Lo 0,9% della massaia

Ormai è un riflesso condizionato come il martelletto sul ginocchio: arriva la manovra e le Regioni protestano. In qualche caso hanno ragione (soprattutto quelle con i conti a posto come la Lombardia) e in qualche altro no.

Per esempio Lazio, Campania, Calabria e Sicilia - perennemente in deficit e campioni di sprechi - non avrebbero alcun motivo di erigere barricate contro lo Stato che ogni fine anno ripiana loro i debiti. Un atto moralmente penalizzante nei confronti di quelle amministrazioni che stanno realizzando riforme virtuose. E proprio ieri è arrivato un decreto Salva Regioni.

Il campo di battaglia preferito dai governatori è la Sanità, perché sanno che tocca immediatamente il lato sensibile dei contribuenti facendo salire il livello di malcontento, quindi di solidarietà per chi protesta. Quest’anno il governo ha deciso di trasferire 111 miliardi, più che nella scorsa gestione, ma lo 0,9% in meno dei 112 richiesti.

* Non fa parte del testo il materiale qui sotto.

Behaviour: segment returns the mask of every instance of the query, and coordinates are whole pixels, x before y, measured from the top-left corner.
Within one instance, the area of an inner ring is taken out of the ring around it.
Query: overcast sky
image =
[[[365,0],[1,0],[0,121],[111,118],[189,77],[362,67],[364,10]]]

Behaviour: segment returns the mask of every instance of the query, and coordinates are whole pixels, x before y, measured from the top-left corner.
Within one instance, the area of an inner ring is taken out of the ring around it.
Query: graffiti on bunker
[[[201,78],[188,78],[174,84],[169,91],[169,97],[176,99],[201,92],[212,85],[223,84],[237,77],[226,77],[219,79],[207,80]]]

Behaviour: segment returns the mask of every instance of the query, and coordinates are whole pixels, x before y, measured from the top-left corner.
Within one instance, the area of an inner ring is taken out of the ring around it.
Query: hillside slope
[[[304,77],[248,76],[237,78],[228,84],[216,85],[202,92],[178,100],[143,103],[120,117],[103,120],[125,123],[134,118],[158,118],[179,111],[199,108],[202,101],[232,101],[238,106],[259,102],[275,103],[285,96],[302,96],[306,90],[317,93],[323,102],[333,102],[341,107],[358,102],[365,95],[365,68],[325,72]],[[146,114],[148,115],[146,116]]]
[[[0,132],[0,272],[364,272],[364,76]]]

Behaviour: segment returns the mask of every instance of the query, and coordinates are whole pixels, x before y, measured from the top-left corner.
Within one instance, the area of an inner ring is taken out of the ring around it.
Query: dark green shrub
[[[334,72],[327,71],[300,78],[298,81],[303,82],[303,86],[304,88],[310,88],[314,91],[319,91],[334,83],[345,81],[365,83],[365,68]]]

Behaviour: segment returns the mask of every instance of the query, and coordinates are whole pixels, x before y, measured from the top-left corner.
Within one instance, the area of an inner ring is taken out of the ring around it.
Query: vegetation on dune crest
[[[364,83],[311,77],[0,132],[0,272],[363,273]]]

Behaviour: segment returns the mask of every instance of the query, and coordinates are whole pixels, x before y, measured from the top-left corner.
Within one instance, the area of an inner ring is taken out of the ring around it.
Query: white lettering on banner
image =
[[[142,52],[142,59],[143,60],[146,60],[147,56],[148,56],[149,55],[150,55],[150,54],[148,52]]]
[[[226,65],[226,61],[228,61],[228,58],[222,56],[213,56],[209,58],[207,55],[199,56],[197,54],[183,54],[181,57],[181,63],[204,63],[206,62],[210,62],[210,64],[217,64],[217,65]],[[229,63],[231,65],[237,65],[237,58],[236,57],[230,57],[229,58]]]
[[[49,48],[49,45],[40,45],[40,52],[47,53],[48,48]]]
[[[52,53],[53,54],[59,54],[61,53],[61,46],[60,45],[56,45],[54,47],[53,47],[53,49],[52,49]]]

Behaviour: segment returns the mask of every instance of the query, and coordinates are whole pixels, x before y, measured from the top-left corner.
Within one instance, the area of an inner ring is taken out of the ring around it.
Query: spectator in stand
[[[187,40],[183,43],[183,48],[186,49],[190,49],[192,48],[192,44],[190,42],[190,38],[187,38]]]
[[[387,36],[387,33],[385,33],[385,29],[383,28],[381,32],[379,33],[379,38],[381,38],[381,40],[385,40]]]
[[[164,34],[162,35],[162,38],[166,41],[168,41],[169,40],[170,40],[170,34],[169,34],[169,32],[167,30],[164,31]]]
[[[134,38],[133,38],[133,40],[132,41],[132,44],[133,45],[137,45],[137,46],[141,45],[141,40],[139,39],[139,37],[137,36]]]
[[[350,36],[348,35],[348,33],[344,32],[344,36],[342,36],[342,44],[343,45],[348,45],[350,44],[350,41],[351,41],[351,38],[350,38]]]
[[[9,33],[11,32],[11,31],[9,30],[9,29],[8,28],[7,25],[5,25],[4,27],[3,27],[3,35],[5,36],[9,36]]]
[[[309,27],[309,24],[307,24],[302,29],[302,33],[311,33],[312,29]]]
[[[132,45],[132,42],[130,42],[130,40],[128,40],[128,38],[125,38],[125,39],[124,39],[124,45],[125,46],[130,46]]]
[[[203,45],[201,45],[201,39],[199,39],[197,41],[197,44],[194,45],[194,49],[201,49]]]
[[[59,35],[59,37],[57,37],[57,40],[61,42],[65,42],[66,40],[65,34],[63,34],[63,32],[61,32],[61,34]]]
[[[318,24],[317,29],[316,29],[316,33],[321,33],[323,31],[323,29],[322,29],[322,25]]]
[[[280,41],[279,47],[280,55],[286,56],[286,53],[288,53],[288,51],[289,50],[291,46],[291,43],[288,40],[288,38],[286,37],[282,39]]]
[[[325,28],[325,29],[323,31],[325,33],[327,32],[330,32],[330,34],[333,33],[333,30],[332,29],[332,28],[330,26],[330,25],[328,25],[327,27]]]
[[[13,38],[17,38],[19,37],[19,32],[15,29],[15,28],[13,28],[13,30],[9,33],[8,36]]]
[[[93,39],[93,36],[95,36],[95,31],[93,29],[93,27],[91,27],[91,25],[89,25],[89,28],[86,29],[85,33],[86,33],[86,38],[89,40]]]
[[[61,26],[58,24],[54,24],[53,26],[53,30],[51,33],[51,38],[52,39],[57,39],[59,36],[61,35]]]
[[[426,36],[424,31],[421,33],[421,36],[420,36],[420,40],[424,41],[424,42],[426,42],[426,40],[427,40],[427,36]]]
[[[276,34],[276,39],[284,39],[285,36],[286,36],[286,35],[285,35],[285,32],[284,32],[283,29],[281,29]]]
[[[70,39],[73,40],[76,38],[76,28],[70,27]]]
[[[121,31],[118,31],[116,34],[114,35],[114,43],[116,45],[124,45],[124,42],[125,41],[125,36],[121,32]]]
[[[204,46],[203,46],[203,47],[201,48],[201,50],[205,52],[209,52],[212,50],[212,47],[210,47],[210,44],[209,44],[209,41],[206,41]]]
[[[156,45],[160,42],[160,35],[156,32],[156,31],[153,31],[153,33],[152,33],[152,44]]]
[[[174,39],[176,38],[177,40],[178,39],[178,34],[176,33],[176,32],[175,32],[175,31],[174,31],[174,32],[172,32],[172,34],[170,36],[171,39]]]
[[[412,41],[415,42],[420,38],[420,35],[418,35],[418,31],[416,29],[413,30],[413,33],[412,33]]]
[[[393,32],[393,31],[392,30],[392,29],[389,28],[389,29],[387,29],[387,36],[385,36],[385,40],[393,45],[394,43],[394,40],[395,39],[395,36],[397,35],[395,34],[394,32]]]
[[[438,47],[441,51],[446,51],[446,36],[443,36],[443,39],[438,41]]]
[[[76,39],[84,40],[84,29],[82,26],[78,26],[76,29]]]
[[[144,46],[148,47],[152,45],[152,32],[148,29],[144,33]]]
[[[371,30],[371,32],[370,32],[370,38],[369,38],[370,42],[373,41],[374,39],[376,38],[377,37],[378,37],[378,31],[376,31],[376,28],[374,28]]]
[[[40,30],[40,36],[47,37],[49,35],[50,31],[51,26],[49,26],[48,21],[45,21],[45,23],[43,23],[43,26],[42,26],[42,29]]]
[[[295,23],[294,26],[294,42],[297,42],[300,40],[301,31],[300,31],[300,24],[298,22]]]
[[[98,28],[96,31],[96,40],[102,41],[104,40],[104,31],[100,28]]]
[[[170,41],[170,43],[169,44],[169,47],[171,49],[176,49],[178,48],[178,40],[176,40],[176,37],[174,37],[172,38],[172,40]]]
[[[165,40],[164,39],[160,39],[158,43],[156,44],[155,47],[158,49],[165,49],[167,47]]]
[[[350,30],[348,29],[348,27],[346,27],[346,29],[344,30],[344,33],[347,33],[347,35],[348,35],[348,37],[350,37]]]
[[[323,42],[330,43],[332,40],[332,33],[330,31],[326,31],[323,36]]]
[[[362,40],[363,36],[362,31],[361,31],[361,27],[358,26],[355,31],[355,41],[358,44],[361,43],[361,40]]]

Da qui sono partite le scene di disperazione dei governatori e la solita minaccia fuori dal mondo: «Saranno i cittadini a pagare i tagli».

E questa è la parte più irritante del braccio di ferro. Quei cittadini che negli ultimi anni hanno pagato di tasca loro i sacrifici per la crisi, dovrebbero farlo ancora una volta per mantenere le sacche di privilegio della politica, della burocrazia e delle clientele regionali, che ogni giorno si rivelano pesanti e antistoriche. Ci stanno chiedendo di rinunciare a sacrosanti diritti sanitari perché le Regioni non riescono a risparmiare lo 0,9% del budget. C’è un che di grottesco in tutto questo; a risolvere il problema basterebbe una massaia.